A portrait of Ava, part of the Class of 2025, taken in 2015.

A portrait of Ava, part of the Class of 2025, taken in 2015.

Alan Sylvestre / OPB

Ava has always attended Earl Boyles Elementary School, an ethnically diverse, primarily low-income school in Southeast Portland. Munira has been her classmate since kindergarten.

Munira’s family is Somali, and before coming to Portland, they lived in a refugee camp in Kenya. Even in first grade, Munira was chatty and popular.

“My name is Munira and I am 7 years old,” she told OPB as a proud first grader. “I’m the only one who speaks Somali in my class.”

That was Munira and Ava more than four years ago.
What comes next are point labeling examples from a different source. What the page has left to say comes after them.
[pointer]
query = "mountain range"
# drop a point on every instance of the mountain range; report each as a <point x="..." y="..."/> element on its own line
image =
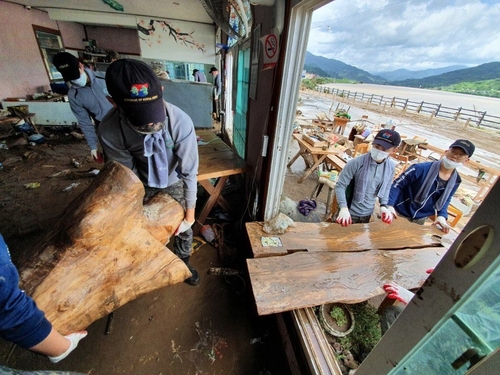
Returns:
<point x="425" y="78"/>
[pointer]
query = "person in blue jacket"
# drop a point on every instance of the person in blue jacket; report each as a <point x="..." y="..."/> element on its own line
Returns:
<point x="22" y="322"/>
<point x="426" y="189"/>
<point x="87" y="97"/>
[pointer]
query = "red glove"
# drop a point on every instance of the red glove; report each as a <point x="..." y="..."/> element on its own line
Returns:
<point x="394" y="291"/>
<point x="97" y="156"/>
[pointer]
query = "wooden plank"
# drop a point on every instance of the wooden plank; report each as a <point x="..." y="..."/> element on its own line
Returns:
<point x="216" y="158"/>
<point x="332" y="237"/>
<point x="336" y="161"/>
<point x="302" y="280"/>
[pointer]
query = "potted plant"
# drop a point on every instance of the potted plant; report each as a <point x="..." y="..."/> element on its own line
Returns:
<point x="342" y="113"/>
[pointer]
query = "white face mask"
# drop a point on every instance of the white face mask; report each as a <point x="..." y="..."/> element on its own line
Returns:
<point x="450" y="164"/>
<point x="378" y="155"/>
<point x="80" y="82"/>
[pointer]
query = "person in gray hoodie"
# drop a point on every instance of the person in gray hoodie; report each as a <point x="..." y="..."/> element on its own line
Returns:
<point x="87" y="97"/>
<point x="156" y="140"/>
<point x="365" y="179"/>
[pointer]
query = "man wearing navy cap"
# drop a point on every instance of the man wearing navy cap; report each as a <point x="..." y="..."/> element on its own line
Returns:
<point x="426" y="189"/>
<point x="87" y="97"/>
<point x="156" y="140"/>
<point x="366" y="178"/>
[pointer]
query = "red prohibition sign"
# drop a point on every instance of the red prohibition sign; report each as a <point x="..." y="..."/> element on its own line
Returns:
<point x="271" y="46"/>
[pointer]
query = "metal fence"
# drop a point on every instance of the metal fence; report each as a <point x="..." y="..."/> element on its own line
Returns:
<point x="469" y="116"/>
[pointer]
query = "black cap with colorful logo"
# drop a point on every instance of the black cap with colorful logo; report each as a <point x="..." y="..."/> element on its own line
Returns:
<point x="68" y="65"/>
<point x="465" y="145"/>
<point x="387" y="138"/>
<point x="135" y="88"/>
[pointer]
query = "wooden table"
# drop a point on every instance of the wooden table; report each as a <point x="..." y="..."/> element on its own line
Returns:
<point x="409" y="147"/>
<point x="219" y="161"/>
<point x="317" y="153"/>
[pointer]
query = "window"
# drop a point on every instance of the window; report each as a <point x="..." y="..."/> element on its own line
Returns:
<point x="50" y="43"/>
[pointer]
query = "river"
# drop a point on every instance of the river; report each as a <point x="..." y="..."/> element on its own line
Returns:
<point x="447" y="99"/>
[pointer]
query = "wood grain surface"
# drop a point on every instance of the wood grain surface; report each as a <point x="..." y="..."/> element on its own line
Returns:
<point x="302" y="280"/>
<point x="106" y="250"/>
<point x="332" y="237"/>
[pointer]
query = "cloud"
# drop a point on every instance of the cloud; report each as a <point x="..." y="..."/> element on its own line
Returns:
<point x="410" y="34"/>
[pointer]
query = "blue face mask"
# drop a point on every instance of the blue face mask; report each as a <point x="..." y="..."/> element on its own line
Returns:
<point x="80" y="82"/>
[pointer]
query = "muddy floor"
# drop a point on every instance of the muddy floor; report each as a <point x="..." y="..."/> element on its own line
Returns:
<point x="208" y="329"/>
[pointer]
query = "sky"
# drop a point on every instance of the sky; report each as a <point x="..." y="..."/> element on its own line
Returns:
<point x="386" y="35"/>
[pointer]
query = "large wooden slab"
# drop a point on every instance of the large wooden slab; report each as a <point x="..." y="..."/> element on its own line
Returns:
<point x="309" y="279"/>
<point x="332" y="237"/>
<point x="106" y="250"/>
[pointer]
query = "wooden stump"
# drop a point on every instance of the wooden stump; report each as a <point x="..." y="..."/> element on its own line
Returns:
<point x="106" y="250"/>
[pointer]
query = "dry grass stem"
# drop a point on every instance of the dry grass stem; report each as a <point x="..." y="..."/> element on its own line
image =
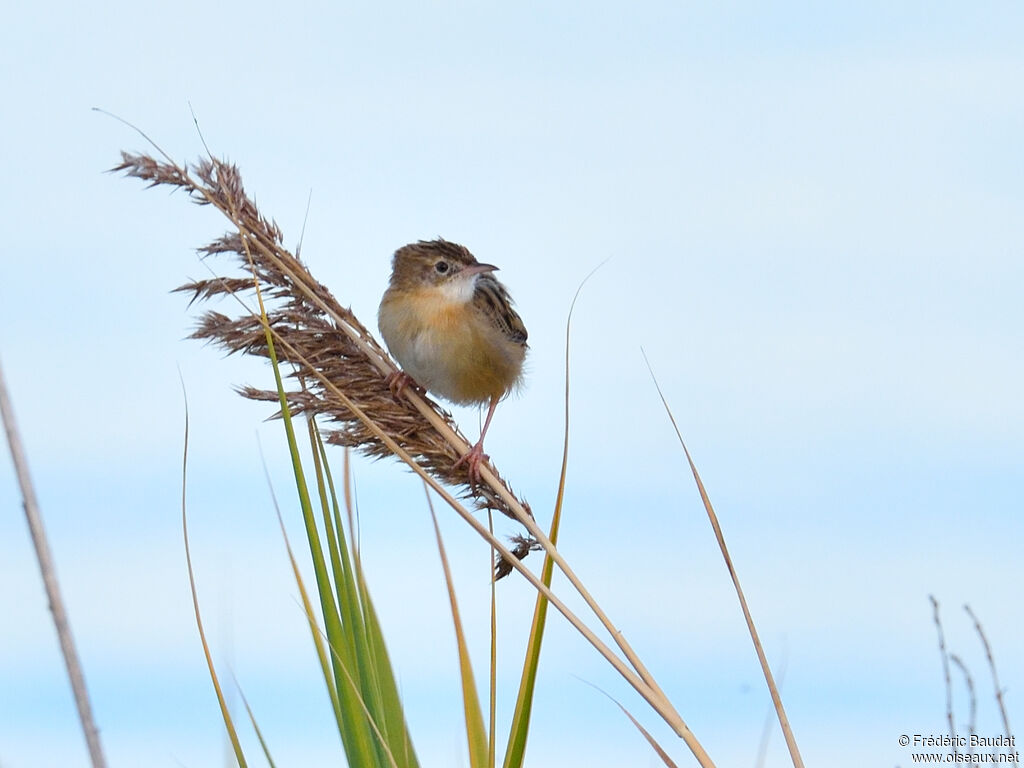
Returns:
<point x="991" y="667"/>
<point x="329" y="350"/>
<point x="50" y="584"/>
<point x="340" y="371"/>
<point x="945" y="669"/>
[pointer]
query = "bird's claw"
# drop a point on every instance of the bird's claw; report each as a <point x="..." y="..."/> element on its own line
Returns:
<point x="397" y="381"/>
<point x="473" y="459"/>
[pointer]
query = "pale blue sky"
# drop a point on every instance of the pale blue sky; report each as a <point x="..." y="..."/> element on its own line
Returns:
<point x="814" y="222"/>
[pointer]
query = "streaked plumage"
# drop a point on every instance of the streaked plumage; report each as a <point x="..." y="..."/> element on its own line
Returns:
<point x="451" y="326"/>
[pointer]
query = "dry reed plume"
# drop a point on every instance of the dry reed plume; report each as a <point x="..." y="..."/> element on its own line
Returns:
<point x="339" y="368"/>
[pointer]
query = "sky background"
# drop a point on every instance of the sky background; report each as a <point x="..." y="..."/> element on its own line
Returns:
<point x="812" y="221"/>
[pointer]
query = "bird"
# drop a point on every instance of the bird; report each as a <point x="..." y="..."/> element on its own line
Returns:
<point x="451" y="326"/>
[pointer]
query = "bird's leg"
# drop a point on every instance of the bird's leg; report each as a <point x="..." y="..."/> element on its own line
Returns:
<point x="475" y="456"/>
<point x="397" y="380"/>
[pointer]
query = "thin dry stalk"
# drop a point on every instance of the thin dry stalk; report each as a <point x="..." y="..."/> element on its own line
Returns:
<point x="783" y="720"/>
<point x="972" y="721"/>
<point x="322" y="340"/>
<point x="991" y="667"/>
<point x="341" y="371"/>
<point x="48" y="569"/>
<point x="945" y="670"/>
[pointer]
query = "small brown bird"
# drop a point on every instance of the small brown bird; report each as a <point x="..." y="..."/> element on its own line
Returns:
<point x="452" y="327"/>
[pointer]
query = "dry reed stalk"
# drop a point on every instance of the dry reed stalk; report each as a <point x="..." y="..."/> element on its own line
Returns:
<point x="341" y="373"/>
<point x="323" y="341"/>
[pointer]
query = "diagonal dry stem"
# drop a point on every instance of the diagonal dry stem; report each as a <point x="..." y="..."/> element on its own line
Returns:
<point x="341" y="370"/>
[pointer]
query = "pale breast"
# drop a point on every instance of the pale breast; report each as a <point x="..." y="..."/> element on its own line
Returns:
<point x="450" y="347"/>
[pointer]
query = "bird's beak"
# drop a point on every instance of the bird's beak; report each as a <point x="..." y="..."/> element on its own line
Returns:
<point x="472" y="269"/>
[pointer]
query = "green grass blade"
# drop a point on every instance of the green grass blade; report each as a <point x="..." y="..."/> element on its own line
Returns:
<point x="476" y="734"/>
<point x="515" y="752"/>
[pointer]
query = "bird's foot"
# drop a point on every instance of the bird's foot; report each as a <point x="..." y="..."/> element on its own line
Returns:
<point x="473" y="459"/>
<point x="397" y="381"/>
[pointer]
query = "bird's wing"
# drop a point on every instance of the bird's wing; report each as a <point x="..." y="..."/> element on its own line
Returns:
<point x="493" y="300"/>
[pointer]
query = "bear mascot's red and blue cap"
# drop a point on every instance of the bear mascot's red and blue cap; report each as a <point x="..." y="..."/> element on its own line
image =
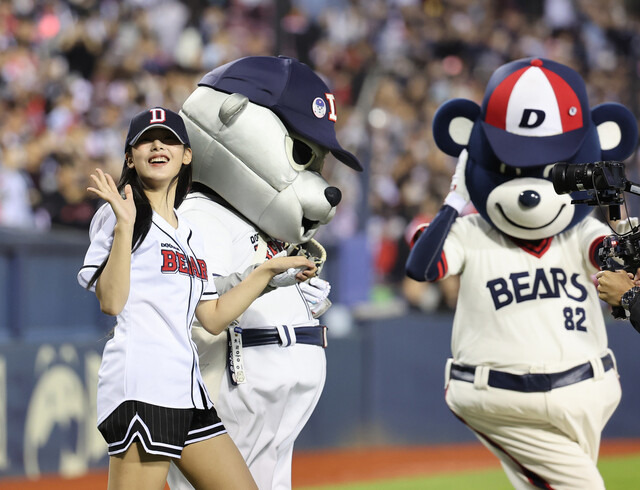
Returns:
<point x="535" y="113"/>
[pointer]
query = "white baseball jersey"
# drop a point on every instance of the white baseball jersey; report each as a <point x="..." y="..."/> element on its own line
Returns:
<point x="151" y="357"/>
<point x="265" y="414"/>
<point x="520" y="308"/>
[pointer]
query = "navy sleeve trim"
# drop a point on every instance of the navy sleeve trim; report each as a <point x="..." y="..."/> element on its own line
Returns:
<point x="426" y="261"/>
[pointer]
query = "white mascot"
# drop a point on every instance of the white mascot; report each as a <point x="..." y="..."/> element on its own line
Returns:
<point x="260" y="128"/>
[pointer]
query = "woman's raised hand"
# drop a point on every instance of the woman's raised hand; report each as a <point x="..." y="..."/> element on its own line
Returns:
<point x="105" y="188"/>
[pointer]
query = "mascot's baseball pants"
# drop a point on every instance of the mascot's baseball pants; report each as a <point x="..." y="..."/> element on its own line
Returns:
<point x="264" y="415"/>
<point x="544" y="439"/>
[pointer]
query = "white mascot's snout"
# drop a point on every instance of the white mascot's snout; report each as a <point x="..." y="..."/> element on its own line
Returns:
<point x="232" y="139"/>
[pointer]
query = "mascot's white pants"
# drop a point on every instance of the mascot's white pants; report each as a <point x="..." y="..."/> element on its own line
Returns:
<point x="265" y="415"/>
<point x="553" y="435"/>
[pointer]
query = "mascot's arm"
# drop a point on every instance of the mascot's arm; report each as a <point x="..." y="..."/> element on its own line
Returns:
<point x="427" y="260"/>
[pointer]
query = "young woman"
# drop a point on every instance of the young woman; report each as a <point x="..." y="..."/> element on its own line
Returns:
<point x="144" y="265"/>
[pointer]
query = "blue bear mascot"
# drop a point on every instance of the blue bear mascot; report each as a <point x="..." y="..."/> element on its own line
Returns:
<point x="260" y="128"/>
<point x="531" y="373"/>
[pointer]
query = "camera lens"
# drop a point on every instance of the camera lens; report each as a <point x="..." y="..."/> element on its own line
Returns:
<point x="568" y="177"/>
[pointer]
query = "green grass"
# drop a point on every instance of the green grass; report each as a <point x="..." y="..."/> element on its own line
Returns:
<point x="619" y="473"/>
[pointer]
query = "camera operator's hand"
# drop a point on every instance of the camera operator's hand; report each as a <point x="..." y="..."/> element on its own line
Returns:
<point x="613" y="284"/>
<point x="458" y="196"/>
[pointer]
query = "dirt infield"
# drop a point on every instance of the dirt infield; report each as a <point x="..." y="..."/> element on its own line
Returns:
<point x="348" y="465"/>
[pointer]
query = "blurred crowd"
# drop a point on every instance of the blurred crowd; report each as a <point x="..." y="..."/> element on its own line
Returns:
<point x="73" y="72"/>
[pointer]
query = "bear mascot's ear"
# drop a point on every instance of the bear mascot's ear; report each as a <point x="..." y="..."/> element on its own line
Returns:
<point x="617" y="130"/>
<point x="452" y="125"/>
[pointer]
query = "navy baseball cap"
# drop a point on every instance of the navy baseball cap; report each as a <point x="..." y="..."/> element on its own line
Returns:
<point x="535" y="111"/>
<point x="289" y="88"/>
<point x="157" y="117"/>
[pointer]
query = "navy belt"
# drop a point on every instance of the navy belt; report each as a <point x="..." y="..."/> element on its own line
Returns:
<point x="534" y="382"/>
<point x="313" y="335"/>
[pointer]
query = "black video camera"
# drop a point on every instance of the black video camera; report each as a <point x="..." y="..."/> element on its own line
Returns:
<point x="605" y="183"/>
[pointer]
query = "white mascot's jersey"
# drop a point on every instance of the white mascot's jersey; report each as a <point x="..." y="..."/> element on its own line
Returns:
<point x="520" y="308"/>
<point x="231" y="243"/>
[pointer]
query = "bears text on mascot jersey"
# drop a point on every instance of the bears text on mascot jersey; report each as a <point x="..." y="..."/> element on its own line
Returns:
<point x="531" y="373"/>
<point x="260" y="128"/>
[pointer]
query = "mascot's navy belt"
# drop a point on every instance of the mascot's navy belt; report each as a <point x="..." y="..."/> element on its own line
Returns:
<point x="532" y="383"/>
<point x="312" y="335"/>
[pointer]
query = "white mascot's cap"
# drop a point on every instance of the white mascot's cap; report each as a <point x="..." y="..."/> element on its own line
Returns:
<point x="307" y="107"/>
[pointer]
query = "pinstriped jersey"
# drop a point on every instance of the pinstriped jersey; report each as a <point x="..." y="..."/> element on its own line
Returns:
<point x="522" y="306"/>
<point x="151" y="357"/>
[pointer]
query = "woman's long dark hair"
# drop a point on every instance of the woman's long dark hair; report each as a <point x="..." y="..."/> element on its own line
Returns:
<point x="144" y="213"/>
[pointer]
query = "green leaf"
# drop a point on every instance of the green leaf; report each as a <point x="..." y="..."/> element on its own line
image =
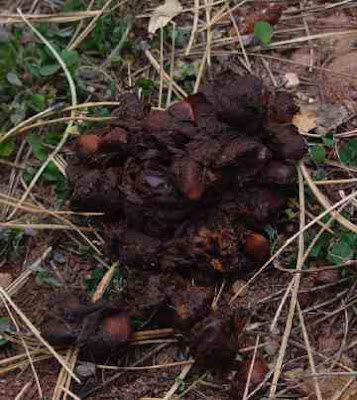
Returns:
<point x="7" y="147"/>
<point x="318" y="153"/>
<point x="49" y="69"/>
<point x="13" y="79"/>
<point x="36" y="143"/>
<point x="348" y="153"/>
<point x="263" y="31"/>
<point x="344" y="249"/>
<point x="70" y="57"/>
<point x="321" y="245"/>
<point x="52" y="173"/>
<point x="5" y="325"/>
<point x="38" y="102"/>
<point x="328" y="140"/>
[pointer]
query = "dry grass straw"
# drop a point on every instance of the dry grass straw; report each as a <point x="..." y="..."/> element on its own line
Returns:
<point x="7" y="300"/>
<point x="8" y="18"/>
<point x="70" y="124"/>
<point x="64" y="379"/>
<point x="294" y="293"/>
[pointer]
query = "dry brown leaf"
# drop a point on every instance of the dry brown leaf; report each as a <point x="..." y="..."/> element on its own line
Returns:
<point x="306" y="120"/>
<point x="163" y="14"/>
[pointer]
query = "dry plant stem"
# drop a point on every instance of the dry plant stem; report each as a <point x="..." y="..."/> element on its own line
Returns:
<point x="161" y="66"/>
<point x="194" y="27"/>
<point x="312" y="216"/>
<point x="68" y="392"/>
<point x="23" y="391"/>
<point x="35" y="331"/>
<point x="117" y="48"/>
<point x="60" y="120"/>
<point x="69" y="126"/>
<point x="77" y="41"/>
<point x="339" y="394"/>
<point x="6" y="18"/>
<point x="104" y="283"/>
<point x="145" y="368"/>
<point x="241" y="44"/>
<point x="79" y="27"/>
<point x="22" y="364"/>
<point x="180" y="378"/>
<point x="64" y="380"/>
<point x="200" y="72"/>
<point x="223" y="14"/>
<point x="335" y="182"/>
<point x="275" y="45"/>
<point x="281" y="305"/>
<point x="294" y="292"/>
<point x="208" y="33"/>
<point x="16" y="128"/>
<point x="175" y="87"/>
<point x="153" y="334"/>
<point x="32" y="208"/>
<point x="251" y="367"/>
<point x="324" y="202"/>
<point x="291" y="240"/>
<point x="309" y="353"/>
<point x="21" y="280"/>
<point x="34" y="372"/>
<point x="172" y="64"/>
<point x="192" y="386"/>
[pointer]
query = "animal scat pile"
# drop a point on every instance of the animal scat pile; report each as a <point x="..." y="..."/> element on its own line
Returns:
<point x="190" y="188"/>
<point x="186" y="193"/>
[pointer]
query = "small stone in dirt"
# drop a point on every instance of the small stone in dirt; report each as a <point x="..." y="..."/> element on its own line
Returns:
<point x="5" y="279"/>
<point x="291" y="80"/>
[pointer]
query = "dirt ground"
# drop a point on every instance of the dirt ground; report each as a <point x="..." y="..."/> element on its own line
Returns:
<point x="318" y="325"/>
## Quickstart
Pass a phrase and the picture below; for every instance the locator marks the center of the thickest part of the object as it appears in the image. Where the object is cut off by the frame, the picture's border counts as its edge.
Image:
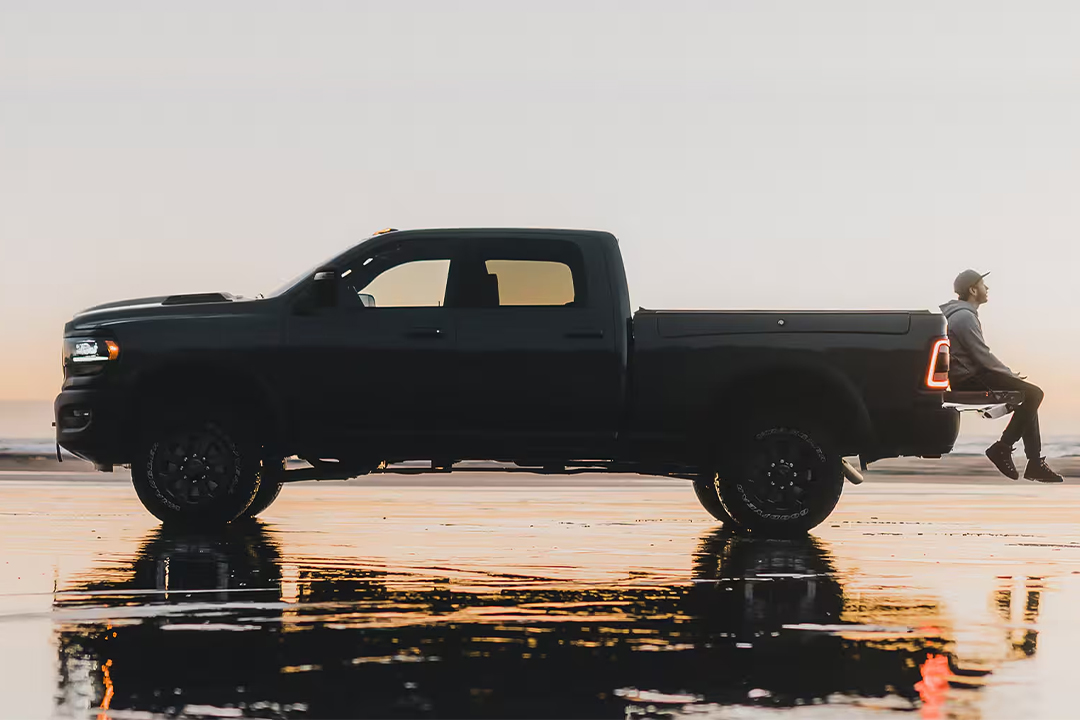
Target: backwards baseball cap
(966, 280)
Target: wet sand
(536, 596)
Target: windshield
(299, 279)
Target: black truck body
(516, 345)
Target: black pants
(1025, 421)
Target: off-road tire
(784, 478)
(196, 472)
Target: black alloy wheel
(784, 483)
(199, 474)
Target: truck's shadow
(220, 621)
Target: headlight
(89, 352)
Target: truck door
(537, 363)
(378, 368)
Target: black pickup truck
(514, 345)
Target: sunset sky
(750, 154)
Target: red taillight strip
(932, 370)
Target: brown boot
(1000, 454)
(1039, 471)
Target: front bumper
(89, 425)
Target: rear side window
(532, 282)
(522, 273)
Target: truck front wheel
(196, 473)
(784, 479)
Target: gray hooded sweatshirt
(968, 352)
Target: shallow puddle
(596, 600)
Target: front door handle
(424, 333)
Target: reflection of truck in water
(349, 641)
(520, 345)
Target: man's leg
(1025, 420)
(1024, 424)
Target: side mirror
(324, 288)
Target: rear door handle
(424, 333)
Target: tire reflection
(221, 621)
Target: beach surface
(536, 596)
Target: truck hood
(196, 304)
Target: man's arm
(969, 330)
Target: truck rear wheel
(196, 473)
(706, 488)
(784, 481)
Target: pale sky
(752, 154)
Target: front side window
(410, 284)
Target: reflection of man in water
(974, 367)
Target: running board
(849, 472)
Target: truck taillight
(937, 372)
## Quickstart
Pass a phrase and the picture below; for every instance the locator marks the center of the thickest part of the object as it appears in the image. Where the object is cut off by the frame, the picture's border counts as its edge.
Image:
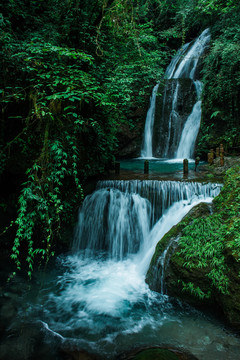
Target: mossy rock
(154, 272)
(158, 353)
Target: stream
(95, 298)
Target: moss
(200, 210)
(205, 268)
(156, 354)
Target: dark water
(102, 304)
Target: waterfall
(100, 300)
(147, 142)
(118, 217)
(175, 128)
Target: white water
(177, 133)
(148, 131)
(100, 301)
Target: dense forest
(76, 77)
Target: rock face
(172, 272)
(173, 106)
(157, 353)
(191, 284)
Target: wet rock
(77, 355)
(157, 353)
(177, 271)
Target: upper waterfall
(179, 107)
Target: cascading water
(147, 142)
(175, 127)
(100, 301)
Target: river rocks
(166, 134)
(194, 284)
(77, 355)
(154, 273)
(157, 353)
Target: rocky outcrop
(153, 277)
(157, 353)
(193, 284)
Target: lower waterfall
(99, 300)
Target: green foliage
(202, 246)
(194, 290)
(221, 76)
(207, 243)
(42, 205)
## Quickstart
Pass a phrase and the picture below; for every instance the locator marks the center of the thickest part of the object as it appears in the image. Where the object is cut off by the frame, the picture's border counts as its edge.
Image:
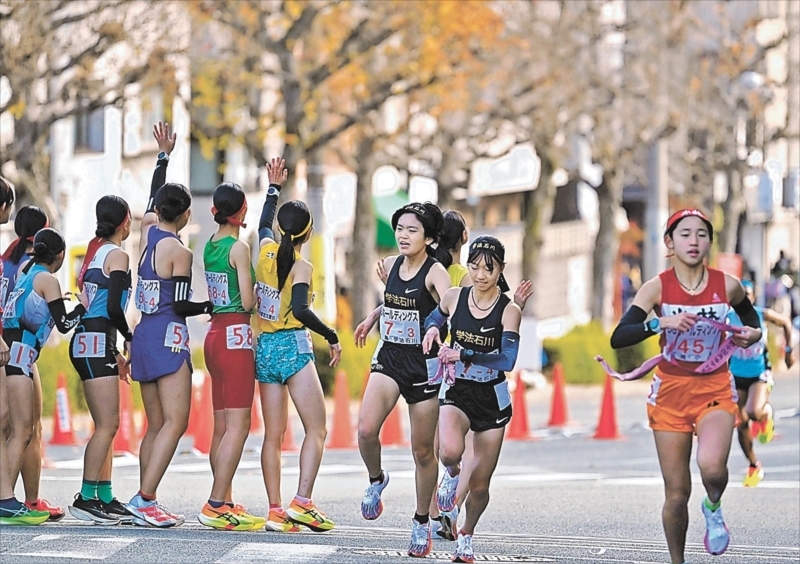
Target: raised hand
(164, 138)
(276, 170)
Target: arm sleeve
(159, 179)
(747, 313)
(268, 215)
(119, 281)
(182, 305)
(631, 329)
(65, 321)
(307, 317)
(504, 360)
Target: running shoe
(23, 516)
(149, 513)
(56, 513)
(308, 515)
(464, 552)
(767, 430)
(753, 476)
(116, 509)
(372, 505)
(278, 522)
(446, 494)
(257, 520)
(449, 528)
(421, 541)
(91, 510)
(223, 518)
(717, 534)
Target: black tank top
(481, 335)
(406, 304)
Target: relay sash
(717, 359)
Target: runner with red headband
(29, 220)
(692, 390)
(229, 357)
(105, 280)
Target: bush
(355, 362)
(576, 351)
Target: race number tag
(23, 356)
(473, 371)
(147, 293)
(304, 345)
(177, 337)
(10, 310)
(269, 302)
(218, 288)
(400, 326)
(91, 291)
(89, 345)
(239, 336)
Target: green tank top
(221, 277)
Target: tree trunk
(604, 256)
(538, 210)
(361, 257)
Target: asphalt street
(562, 497)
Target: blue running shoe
(717, 534)
(371, 505)
(446, 494)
At the start of this summer, they finished elementary school. They'll start middle school this month a big moment for the kids in OPB's Class of 2025 project and the state's effort to ensure that every child graduates on time.

A portrait of Munira from the Class Of 2025 taken in 2015.

A portrait of Munira from the Class Of 2025 taken in 2015.

Alan Sylvestre / OPB

Oregon leaders have passed legislation and structured education supports around a simple but challenging goal: that every student will finish high school, starting with Ava, Munira and their peers in the Class of 2025.

OPB has been following 27 students since they started kindergarten in 2012 to see how they do and how the state responds to the challenges facing children and their parents. Just within the group OPB has followed the students face a wide array of challenges that could make it hard for them to graduate on time, including learning disabilities, language barriers and poverty that leads to frequent moves and disruption.

Ava’s challenge has been getting to school on time — or at all.

One spring day in first grade, Ava showed up late, rushing down the hall to get to her classroom.

“We overslept,” she explained.

Ava’s mom works nights at a 24-hour diner in downtown Portland. At Ava’s first-grade teacher conference, she took responsibility for her daughter’s attendance struggles.

“It’s all on me, I mean, I work graveyard and sometimes I get home at 5 in the morning, and I’m like ‘I’ve got to stay up, I’ve got to stay up,’' Shattuck said. "And then I don’t, and I drift off and then they’re late."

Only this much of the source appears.